その作り方は豪快そのもの。もしプロの料理人なら卒倒しそうな勢いだ。
そして30分後――彼等の漢料理は出来上がったのだった。
「今日も美味そうなのが出来たわぁ。早く食べたい……」
「慌てるな。では手と手を合わせて……」
「「「頂きます!」」」
その掛け声と同時に3人の持つ箸が、良い匂いを醸し出す肉へと動いた。
おじやはそっちのけで、早く無くなるであろう肉に夢中らしかった。
すると肉は5分と保たずに無くなり、残るはおじやだけとなってしまった。
「おいスパイドン、取り過ぎるなよ」
「分かってるがな。もうガニランは煩いなぁ」
「喧嘩は止めろ。ガニラン、次はお前だ」
おじやの鍋を囲み、お玉で適当な量を茶碗に掬っていく。
それぞれ3人の茶碗の柄は蛇、蟹、蜘蛛と個性的である。
全員が取り終わるのを確認し、ゆっくりと3人はおじやを口に運んだ。
その瞬間――コブランダー達の眼が驚きに見開いた。
「なっ……」
「これは……」
「う、う、う……」
一斉に立ち上がる3人。
「「「うまぁぁぁぁぁぁい!!!」」」
気付けば3人の眼から涙が零れていた。おじやのあまりの美味しさに感動してしまったらしい。
あっと言う間に茶碗の中のおじやを食べ終わり、3人は我先にと鍋に残ったおじやを掬いだす。

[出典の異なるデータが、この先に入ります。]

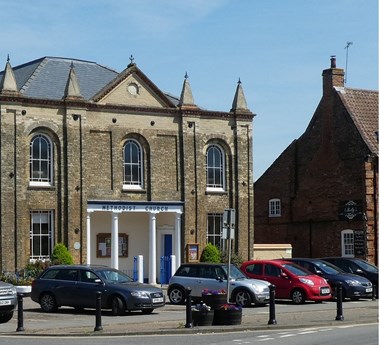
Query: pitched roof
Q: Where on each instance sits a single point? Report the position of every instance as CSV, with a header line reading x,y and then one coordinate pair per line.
x,y
363,107
47,77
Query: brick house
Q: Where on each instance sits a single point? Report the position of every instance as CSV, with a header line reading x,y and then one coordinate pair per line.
x,y
321,194
113,167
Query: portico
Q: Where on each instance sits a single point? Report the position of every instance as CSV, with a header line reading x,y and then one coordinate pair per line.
x,y
115,215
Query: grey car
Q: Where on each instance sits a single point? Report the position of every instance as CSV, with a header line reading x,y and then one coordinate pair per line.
x,y
8,301
77,286
202,276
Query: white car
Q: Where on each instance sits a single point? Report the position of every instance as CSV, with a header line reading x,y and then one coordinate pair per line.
x,y
201,276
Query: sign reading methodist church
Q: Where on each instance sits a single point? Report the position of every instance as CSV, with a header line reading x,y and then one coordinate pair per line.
x,y
133,207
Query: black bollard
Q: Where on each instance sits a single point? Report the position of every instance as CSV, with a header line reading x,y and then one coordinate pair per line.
x,y
339,304
272,311
20,313
189,321
98,315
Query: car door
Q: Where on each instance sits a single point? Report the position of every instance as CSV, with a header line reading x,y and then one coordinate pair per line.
x,y
65,286
87,287
209,279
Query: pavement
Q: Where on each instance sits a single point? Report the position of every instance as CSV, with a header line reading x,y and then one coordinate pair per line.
x,y
171,319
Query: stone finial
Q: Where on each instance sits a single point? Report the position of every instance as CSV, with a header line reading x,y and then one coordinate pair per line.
x,y
8,84
239,103
72,90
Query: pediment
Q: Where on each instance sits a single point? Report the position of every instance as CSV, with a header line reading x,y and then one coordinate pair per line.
x,y
132,88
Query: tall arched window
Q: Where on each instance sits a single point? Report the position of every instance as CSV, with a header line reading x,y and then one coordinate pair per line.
x,y
133,165
41,161
215,168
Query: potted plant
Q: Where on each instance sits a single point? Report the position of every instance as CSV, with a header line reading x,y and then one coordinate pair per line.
x,y
202,315
228,314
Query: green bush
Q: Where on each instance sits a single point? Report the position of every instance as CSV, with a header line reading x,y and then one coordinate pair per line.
x,y
210,253
61,256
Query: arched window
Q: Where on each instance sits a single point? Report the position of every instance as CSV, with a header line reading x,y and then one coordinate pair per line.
x,y
41,161
133,165
215,168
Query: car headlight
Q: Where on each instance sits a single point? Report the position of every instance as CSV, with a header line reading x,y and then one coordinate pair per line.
x,y
307,281
353,282
139,294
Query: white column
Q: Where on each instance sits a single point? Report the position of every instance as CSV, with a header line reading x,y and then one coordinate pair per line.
x,y
152,249
115,241
88,238
177,239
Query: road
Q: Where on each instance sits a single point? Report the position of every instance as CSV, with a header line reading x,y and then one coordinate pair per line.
x,y
337,335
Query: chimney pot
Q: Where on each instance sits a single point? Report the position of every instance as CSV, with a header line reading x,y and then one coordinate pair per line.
x,y
333,61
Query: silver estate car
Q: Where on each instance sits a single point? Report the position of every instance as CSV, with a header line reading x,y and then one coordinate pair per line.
x,y
202,276
77,286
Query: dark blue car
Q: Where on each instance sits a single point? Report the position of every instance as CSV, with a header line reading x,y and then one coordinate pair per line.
x,y
353,286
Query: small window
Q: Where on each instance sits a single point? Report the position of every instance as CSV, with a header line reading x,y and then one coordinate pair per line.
x,y
215,166
348,243
103,244
132,165
41,234
274,208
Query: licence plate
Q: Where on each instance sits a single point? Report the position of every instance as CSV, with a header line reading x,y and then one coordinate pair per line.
x,y
5,302
325,291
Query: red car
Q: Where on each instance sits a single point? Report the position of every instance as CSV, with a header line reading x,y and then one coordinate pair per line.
x,y
291,281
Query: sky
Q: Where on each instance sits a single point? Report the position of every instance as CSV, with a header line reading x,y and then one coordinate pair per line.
x,y
278,49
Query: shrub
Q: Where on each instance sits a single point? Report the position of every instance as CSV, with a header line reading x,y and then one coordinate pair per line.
x,y
61,255
210,253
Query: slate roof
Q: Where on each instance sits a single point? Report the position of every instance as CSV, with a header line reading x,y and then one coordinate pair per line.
x,y
46,78
363,107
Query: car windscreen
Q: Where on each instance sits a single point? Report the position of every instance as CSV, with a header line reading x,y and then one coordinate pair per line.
x,y
114,276
367,266
327,268
235,273
297,270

おじやもまた肉と同じく、5分と保たずに空になってしまうのだった。
「いやぁ〜美味しかった」
「満足、満足や……」
「確かに美味かったが、何かおかしくねえか?」
先程の美味な、と言うか美味すぎるおじやに1人疑問を持つコブランダー。
徐に空の鍋を手に取ってみると、鍋の底の方に若干違和感を覚えた。
何かと思って見てみると、そこには何と、スターピースが張り付いていた。
「――ッ! おいお前等見ろ! スターピースだ!」
「「えっ!?」」
コブランダーに言われ、ガニランとスパイドンも鍋の底を見た。
確かにそこにはしっかりと、スターピースが張り付いている。
捨てられていた鍋に取り憑いていたのを偶然にも、持ってきてしまったらしい。
「何にしてもこりゃ幸運や! 兄貴、サッサとスターピースを剥がして願いを叶えてもらいましょ!」
「まあ慌てるな。もしこれがスターピースモドキだったらどうする? 剥がした瞬間に砂になるかもしれねえ……」
確かにコブランダーの言う事にも一理ある。
だがこのままでカブタック達も感づかれ、また争奪戦になってしまう事も十分あり得る。
一体どうすれば良いのか――そう考えるより先に、コブランダーが悪い笑顔を浮かべた。
「これが本物ならそれで良い。だがモドキなら、力を存分に利用させてもらってから消えてほしいじゃねえか」
「「と言うと……?」」
「味気の無いおじやが、涙が出るほど美味になったんだ。この鍋を使って一儲けするんだよ……」
コブランダーが2人に耳(?)打ちをし、即座に考えた計画を言って聞かせた。
計画の内容を聞く内に、ガニランスパイドンも悪い笑顔に変わっていった。
「流石は兄貴ッ! これでワテ等は億万長者や!」
「アパートどころか、大きなマンションにも住めるぜ!」
「だろう? それにここは学生がワンサカ居る麻帆良だ。大儲け出来るぞぉ〜?」
こうして3人は明日に備える為、準備を始めたのだった――。
◆
「いらっしゃいカブ!」
――本日は晴天目映い日曜日。ポカポカと暖かい陽気が心地良い。
カブタックは笑顔を浮かべながら遊びに尋ねてきたお客を入れた。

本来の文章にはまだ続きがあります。